The volume of retail sales in the 19-nation bloc increased month-on-month by 5.7 per cent in June, according to seasonally adjusted figures from Eurostat — after a record 20.3 per cent jump the previous month. The May figure was revised upwards from a previously reported 17.8 per cent.
Compared with the same period of the previous year, eurozone retail sales were up 1.3 per cent in June.
Clothing and footwear in particular increased, and sales of fuel also continued to rise. But online purchases and mail orders dipped after four months of growth, suggesting consumers were beginning to return to the high street rather than relying on home deliveries.
“The recovery in retail sales has to be seen in the context of very strong online shopping — which we doubt will be sustained — and generous furlough and income support schemes,” said Claus Vistesen, chief eurozone economist at Pantheon Macroeconomics.
Economists question whether the rebound will last, attributing a substantial part of the rise to a release of pent-up demand.
“The next six months will be characterised by rising labour market uncertainty and reduced income support . . . the road from here will be bumpy in the headline retail sales data,” said Mr Vistesen.
Spain experienced one of the sharpest increase in sales, up 16.5 per cent.

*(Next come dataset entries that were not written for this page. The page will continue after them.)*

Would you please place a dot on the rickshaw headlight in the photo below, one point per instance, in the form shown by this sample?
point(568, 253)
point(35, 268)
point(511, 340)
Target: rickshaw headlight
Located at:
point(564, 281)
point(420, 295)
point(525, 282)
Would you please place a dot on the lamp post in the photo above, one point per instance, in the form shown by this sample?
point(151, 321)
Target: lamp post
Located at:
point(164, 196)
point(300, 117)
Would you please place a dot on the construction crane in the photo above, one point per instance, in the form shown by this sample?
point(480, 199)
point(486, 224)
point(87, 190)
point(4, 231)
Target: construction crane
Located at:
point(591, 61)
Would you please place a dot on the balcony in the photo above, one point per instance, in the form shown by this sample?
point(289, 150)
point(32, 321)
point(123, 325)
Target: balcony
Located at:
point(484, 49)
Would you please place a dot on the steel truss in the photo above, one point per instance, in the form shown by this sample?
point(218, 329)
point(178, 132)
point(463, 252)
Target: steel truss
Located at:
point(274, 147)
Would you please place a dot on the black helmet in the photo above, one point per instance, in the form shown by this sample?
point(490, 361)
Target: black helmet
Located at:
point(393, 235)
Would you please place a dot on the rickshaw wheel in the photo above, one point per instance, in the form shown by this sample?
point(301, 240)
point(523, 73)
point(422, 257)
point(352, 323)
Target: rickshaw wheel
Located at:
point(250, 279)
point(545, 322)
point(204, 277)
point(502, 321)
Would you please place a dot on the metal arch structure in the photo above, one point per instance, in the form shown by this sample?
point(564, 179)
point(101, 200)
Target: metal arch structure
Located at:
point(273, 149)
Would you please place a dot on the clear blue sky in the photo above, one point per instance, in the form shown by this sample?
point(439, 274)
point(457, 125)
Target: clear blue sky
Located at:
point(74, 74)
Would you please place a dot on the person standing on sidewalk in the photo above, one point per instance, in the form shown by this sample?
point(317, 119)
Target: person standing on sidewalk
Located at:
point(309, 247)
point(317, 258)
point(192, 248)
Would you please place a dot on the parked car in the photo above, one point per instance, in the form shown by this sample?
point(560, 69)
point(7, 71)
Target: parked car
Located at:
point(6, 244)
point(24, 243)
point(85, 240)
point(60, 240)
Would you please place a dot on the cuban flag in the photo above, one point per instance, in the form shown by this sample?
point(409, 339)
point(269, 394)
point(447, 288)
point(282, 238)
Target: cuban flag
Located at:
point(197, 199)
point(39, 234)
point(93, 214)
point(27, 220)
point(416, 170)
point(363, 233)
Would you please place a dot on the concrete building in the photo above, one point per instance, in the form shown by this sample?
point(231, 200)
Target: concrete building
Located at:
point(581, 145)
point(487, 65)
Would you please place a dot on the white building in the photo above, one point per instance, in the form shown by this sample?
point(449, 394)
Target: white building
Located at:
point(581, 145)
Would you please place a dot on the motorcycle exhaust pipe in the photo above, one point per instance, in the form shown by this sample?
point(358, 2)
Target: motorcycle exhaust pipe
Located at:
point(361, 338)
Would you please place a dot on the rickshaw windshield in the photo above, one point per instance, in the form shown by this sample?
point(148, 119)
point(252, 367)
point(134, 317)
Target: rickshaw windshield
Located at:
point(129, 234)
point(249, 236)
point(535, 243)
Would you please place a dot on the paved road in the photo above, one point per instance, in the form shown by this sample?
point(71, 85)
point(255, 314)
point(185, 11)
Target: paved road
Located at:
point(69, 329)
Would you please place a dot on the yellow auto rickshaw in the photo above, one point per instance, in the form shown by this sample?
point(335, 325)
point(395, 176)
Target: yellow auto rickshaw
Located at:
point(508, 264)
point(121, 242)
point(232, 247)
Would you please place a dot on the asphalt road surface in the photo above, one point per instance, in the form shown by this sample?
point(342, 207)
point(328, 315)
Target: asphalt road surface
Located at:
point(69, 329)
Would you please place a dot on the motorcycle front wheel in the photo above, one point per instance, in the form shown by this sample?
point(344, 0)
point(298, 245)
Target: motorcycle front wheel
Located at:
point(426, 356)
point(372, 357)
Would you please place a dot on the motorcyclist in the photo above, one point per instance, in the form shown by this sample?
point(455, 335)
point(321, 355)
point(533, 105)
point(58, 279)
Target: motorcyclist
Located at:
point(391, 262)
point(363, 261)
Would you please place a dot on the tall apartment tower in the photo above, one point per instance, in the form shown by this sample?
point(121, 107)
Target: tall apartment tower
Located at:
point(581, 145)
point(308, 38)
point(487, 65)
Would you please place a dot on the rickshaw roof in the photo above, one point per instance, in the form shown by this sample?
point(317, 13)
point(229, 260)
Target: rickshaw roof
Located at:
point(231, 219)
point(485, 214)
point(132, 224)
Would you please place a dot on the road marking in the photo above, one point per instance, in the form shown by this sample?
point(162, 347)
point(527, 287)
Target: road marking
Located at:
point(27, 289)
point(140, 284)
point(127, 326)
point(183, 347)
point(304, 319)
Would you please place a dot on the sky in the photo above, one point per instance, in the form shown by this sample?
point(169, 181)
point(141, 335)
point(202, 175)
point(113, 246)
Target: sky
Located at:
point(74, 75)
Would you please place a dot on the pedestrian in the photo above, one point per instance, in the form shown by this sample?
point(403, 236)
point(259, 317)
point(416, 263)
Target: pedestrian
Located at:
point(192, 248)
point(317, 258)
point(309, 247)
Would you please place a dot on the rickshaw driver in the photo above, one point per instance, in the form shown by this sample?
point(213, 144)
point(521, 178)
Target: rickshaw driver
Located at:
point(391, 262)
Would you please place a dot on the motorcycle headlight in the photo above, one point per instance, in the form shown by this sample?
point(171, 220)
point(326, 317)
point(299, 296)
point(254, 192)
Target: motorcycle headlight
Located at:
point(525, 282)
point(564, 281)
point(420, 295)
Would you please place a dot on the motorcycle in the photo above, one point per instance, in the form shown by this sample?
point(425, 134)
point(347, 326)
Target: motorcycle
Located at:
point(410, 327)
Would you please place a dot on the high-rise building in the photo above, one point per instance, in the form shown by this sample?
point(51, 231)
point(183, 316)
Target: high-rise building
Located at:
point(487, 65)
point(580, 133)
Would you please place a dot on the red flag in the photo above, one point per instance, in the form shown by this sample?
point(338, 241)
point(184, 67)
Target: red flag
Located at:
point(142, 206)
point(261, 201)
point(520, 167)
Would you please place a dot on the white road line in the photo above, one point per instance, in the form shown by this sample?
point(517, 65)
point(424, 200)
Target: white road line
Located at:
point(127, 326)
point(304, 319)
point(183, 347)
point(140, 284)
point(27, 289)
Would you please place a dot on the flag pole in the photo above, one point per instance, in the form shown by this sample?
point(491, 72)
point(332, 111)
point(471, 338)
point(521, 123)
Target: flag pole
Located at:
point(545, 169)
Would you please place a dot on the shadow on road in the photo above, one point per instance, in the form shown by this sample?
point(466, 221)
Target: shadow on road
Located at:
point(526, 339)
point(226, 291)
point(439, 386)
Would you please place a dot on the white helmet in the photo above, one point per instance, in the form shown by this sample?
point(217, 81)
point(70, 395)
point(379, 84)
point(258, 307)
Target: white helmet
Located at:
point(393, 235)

France reported a rise of 9.4 per cent. Germany, on the other hand, recorded a small month-on-month decline of 1.6 per cent, suggesting its release of pent-up demand may already have been exhausted.

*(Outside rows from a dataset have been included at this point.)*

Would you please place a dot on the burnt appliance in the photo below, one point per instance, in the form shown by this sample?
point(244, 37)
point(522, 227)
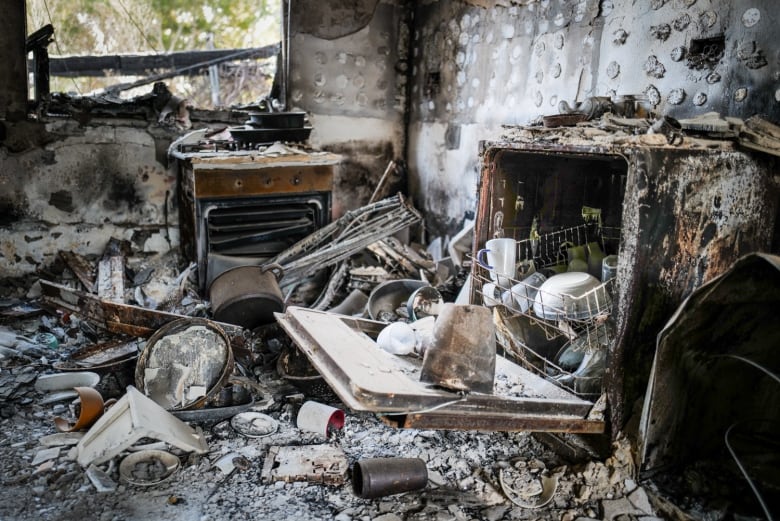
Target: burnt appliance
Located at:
point(675, 217)
point(241, 206)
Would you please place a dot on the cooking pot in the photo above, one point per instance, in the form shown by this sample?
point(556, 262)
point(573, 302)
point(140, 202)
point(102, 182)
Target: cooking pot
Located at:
point(247, 296)
point(276, 119)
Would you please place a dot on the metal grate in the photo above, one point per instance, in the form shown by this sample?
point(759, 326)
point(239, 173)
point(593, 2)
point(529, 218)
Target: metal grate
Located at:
point(545, 332)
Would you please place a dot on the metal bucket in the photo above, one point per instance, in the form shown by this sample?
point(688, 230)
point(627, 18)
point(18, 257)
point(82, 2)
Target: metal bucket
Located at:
point(247, 296)
point(463, 353)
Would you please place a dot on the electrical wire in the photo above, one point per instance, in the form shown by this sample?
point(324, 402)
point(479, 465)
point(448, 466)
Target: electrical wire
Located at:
point(744, 471)
point(57, 45)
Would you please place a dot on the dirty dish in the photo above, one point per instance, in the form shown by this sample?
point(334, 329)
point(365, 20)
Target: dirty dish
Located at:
point(253, 424)
point(500, 260)
point(491, 294)
point(524, 292)
point(148, 467)
point(66, 381)
point(397, 338)
point(185, 364)
point(573, 295)
point(424, 302)
point(389, 296)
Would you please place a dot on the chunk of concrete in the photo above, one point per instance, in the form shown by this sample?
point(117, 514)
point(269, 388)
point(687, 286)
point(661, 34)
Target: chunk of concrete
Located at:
point(100, 479)
point(615, 507)
point(46, 455)
point(640, 500)
point(313, 463)
point(131, 418)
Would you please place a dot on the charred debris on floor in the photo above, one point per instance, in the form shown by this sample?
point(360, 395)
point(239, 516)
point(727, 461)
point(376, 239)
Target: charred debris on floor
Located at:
point(360, 335)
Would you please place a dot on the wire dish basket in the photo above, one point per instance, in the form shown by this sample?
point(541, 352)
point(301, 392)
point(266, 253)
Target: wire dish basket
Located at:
point(552, 321)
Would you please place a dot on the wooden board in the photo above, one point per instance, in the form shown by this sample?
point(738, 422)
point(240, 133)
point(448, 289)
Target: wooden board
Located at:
point(369, 379)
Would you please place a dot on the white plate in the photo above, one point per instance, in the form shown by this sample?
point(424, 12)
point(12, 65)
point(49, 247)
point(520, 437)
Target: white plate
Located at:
point(573, 295)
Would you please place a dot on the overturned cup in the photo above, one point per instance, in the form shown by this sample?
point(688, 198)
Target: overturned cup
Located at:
point(320, 418)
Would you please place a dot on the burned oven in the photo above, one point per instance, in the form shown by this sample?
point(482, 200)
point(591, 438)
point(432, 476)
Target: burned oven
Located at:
point(604, 242)
point(243, 207)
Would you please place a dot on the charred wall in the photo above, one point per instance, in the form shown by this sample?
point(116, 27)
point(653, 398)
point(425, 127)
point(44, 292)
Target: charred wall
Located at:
point(475, 69)
point(80, 186)
point(348, 72)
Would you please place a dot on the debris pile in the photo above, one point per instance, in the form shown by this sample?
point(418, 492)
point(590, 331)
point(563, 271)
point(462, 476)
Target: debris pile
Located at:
point(124, 399)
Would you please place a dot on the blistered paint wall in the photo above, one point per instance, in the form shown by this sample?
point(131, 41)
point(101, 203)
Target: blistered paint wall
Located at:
point(81, 186)
point(348, 71)
point(475, 69)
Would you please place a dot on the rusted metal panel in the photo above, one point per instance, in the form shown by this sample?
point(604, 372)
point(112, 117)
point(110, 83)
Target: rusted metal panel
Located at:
point(117, 318)
point(262, 180)
point(312, 463)
point(716, 365)
point(496, 422)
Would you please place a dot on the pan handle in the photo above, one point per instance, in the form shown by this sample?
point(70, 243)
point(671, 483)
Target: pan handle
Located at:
point(275, 268)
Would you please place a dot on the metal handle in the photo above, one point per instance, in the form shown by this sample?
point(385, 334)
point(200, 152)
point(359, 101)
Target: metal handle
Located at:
point(484, 263)
point(275, 268)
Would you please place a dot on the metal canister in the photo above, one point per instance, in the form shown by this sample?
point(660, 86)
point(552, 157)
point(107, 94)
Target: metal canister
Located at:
point(247, 296)
point(379, 477)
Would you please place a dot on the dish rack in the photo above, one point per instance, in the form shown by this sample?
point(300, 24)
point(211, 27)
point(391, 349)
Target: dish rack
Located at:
point(548, 332)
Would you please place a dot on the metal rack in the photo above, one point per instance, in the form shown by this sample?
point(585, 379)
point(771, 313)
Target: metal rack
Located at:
point(547, 332)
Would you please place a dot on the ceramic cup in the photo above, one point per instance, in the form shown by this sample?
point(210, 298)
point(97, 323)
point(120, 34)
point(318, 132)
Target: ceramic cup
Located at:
point(524, 292)
point(491, 294)
point(320, 418)
point(501, 256)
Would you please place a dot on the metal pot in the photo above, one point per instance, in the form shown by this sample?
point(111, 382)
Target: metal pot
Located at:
point(276, 119)
point(247, 296)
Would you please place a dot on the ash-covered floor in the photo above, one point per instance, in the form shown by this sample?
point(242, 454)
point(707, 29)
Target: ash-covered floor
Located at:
point(471, 475)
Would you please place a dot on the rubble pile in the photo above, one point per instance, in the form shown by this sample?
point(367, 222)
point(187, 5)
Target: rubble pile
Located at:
point(186, 430)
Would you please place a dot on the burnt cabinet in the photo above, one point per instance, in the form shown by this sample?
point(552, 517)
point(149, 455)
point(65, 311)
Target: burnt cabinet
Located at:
point(245, 207)
point(675, 216)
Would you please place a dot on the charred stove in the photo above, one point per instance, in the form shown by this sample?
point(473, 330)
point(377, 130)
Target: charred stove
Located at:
point(241, 204)
point(674, 217)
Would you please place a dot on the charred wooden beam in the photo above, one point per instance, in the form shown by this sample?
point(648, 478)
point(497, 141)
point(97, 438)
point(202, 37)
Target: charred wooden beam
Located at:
point(195, 62)
point(115, 317)
point(111, 278)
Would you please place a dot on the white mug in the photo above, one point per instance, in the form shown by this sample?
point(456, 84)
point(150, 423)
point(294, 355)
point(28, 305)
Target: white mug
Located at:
point(501, 256)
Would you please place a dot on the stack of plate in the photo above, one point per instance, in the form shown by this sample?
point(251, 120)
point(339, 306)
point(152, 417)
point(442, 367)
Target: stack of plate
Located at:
point(571, 296)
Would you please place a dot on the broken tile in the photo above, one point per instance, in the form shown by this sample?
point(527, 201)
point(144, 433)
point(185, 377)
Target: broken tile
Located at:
point(640, 500)
point(60, 439)
point(131, 418)
point(225, 463)
point(100, 479)
point(314, 463)
point(45, 455)
point(616, 507)
point(43, 467)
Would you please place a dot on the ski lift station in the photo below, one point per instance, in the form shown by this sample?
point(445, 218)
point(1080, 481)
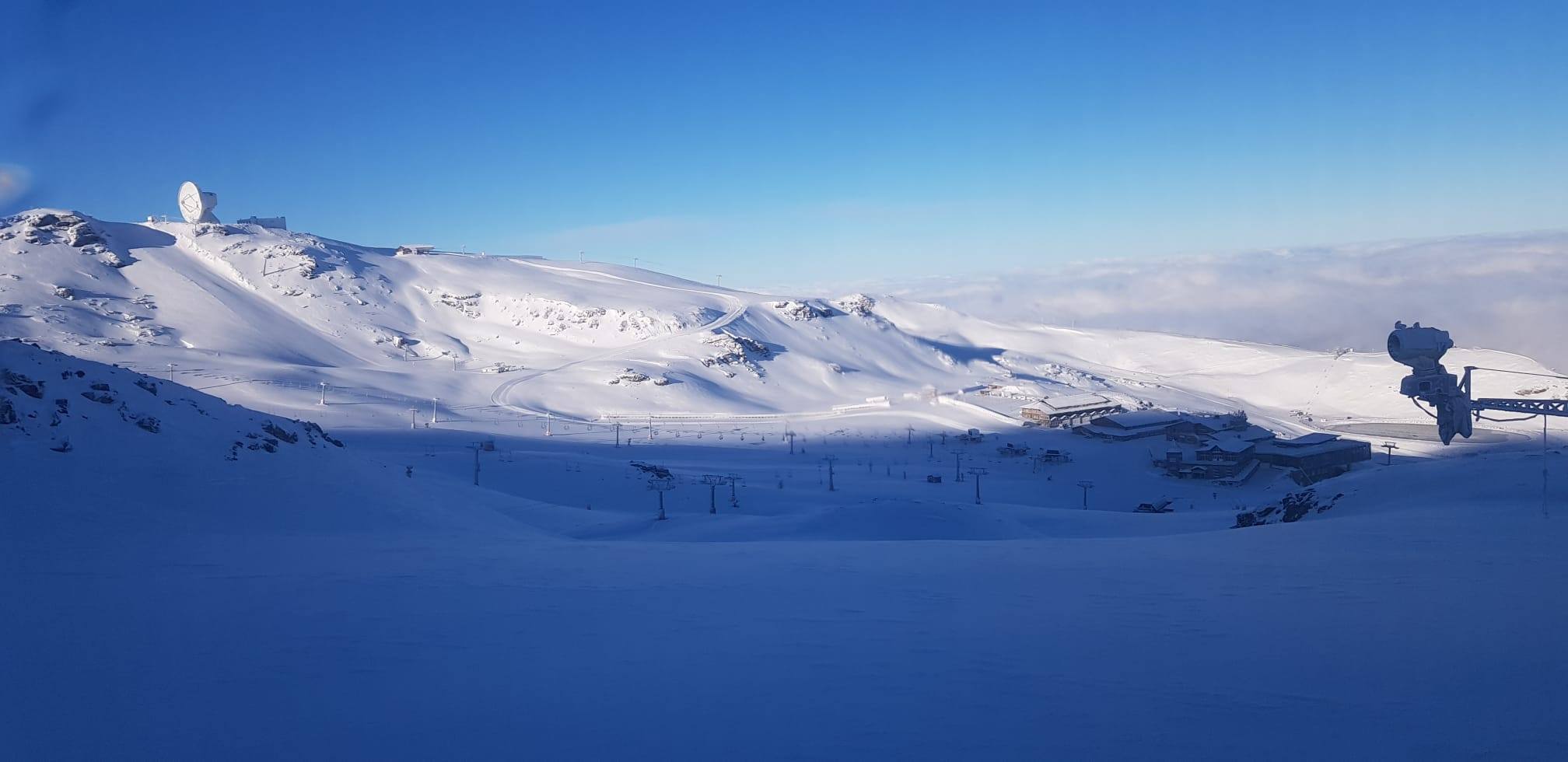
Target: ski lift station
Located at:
point(1068, 410)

Bert Colijn, senior economist for the eurozone at ING, flagged high household savings rates in recent months. “The big question is whether the increase in household savings will lead to people consuming more in the months ahead or whether they will save because of an expected prolonged economic slump,” he said.
Separate data released on Wednesday showed that the services sector in Italy improved in July, while Spain saw a marginal increase in activity.
The IHS Markit purchasing managers’ index for Spain’s services sector increased from 50.2 in June to 51.9 in July; for Italy, it jumped from 46.4 to 51.6. Economists polled by Reuters had expected readings of 52 and 51.1 respectively.
Both countries under-performed France and Germany. France recorded a services PMI of 57.3 while Germany logged 55.6.
IHS Markit economics director Paul Smith said: “The latest services data [for Spain] proved to be somewhat disappointing, with only muted growth of the service sector recorded and, most worrying of all, incoming new business failing to regain meaningful traction as the economy opened up.”